MHD Modeling of a Disk-Wind from a High-Mass Protobinary: the case of Orion Source I

TL;DR

This paper uses magnetohydrodynamic simulations to model the disk-wind from a high-mass protostar in Orion Source I, explaining observed properties and dynamics within 100 AU.

Contribution

It presents the first detailed MHD simulation of the disk-wind in Orion Source I, matching observed outflow characteristics and magnetic field properties.

Findings

MHD disk-wind model reproduces observed bipolar outflow morphology.

Simulations match observed velocity and rotational profiles.

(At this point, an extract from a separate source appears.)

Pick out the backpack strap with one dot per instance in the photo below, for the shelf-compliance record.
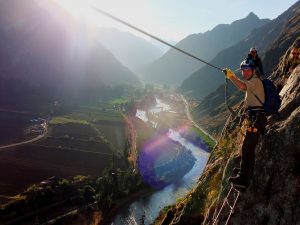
(260, 101)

Model supports magnetic fields as key in outflow collimation.

Abstract

Very long baseline interferometry (VLBI) observations of SiO masers in Orion Source I has enabled for the first time to resolve the outflow from a high-mass protostar in the launch and collimation region. Therefore, Source I provides a unique laboratory to study mass-loss and mass-accretion in a high-mass protostar. We numerically simulate the dynamics of the disk-wind inside 100 AU from Source I. This enables us to investigate the balance of different forces (gravitational, magnetic, thermal) regulating gas dynamics in massive star formation. In this work, we adopt magnetohydrodynamic (MHD) disk-wind models to explain the observed properties of the disk-wind from Orion Source I. The central source is assumed to be a binary composed of two 10\,$\msun$ stars in a circular orbit with an orbital separation of 7 AU. High resolution ideal MHD wind launching simulations (which prescribe disk as a boundary) are performed using the PLUTO code. The simulations are allowed to run until a steady state is obtained. MHD driven disk-wind provides a consistent model for the wide-angle flow from Source I probed by SiO masers, reproducing the bipolar morphology, the velocity amplitude and rotational profile, the physical conditions, and the magnetic field strength.